А  в чем смысл вопроса? Знаки выпускались в разное время и видимо разными предприятиями, отсюда и незначительные различия.
Кстати знаки классности то-же незначительно отличаются, если внимательно к ним присмотреться.

----------


## Gnom

> А  в чем смысл вопроса? Знаки выпускались в разное время и видимо разными предприятиями, отсюда и незначительные различия.
> Кстати знаки классности то-же незначительно отличаются, если внимательно к ним присмотреться.


Смысл вопроса в цвете.  :Smile:

----------


## Gnom

Я так понял что цвет значения не имеет?

----------


## Carrey

Например, у танкистов (бронетанковые войска, мотокавалерийские полки и т.п.) разных стран, эмблемы, что попроще в исполнении и цвете (серебро, никель) - носит рядовой состав, а золотые - уже офицерский.

----------


## BratPoRazumu

> Например, у танкистов (бронетанковые войска, мотокавалерийские полки и т.п.) разных стран, эмблемы, что попроще в исполнении и цвете (серебро, никель) - носит рядовой состав, а золотые - уже офицерский.

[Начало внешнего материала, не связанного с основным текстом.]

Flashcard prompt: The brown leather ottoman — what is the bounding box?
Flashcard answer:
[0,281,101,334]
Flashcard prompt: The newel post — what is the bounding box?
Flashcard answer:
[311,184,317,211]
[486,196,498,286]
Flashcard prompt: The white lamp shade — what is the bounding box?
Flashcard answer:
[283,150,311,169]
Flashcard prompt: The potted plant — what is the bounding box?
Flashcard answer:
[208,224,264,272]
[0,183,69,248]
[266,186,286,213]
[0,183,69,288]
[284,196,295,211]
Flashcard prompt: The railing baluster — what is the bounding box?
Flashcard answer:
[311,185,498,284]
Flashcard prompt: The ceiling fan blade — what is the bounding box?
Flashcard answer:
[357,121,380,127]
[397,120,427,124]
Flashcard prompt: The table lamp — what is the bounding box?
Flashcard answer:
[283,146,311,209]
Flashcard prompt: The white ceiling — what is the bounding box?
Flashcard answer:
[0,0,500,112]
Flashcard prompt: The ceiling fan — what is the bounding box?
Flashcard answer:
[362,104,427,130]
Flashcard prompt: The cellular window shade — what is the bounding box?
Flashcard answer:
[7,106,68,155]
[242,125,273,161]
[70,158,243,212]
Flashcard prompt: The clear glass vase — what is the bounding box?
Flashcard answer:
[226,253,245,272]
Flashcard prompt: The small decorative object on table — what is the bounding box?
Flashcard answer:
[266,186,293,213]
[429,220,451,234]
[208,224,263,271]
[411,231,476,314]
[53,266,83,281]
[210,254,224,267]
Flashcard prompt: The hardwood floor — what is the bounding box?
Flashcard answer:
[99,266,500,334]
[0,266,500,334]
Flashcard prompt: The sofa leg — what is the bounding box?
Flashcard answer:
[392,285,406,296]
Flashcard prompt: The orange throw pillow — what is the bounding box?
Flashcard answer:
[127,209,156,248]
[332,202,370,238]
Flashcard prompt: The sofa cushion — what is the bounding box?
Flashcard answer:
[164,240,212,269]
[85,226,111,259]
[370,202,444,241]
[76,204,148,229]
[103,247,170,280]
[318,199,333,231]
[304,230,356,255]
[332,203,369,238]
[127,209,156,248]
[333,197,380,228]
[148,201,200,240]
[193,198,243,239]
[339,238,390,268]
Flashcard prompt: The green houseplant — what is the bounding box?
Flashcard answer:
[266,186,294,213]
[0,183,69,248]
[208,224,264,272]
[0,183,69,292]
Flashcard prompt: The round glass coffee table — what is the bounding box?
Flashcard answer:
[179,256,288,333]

в ГА ИАС и АУП - серебро, ЛПС - золото.
по "воспоминаниям и преданиям" деда (ВВС ВМФ -ДКБФ, КСФ) 1944-7...) также была градация серебро/золото - ИАС/ЛПС
анекдотов было...

----------


## Gnom

Нашёл в сети ответ на свой вопрос :Biggrin:

----------


## Gnom

Приобрёл такой знак. Он официальный?

----------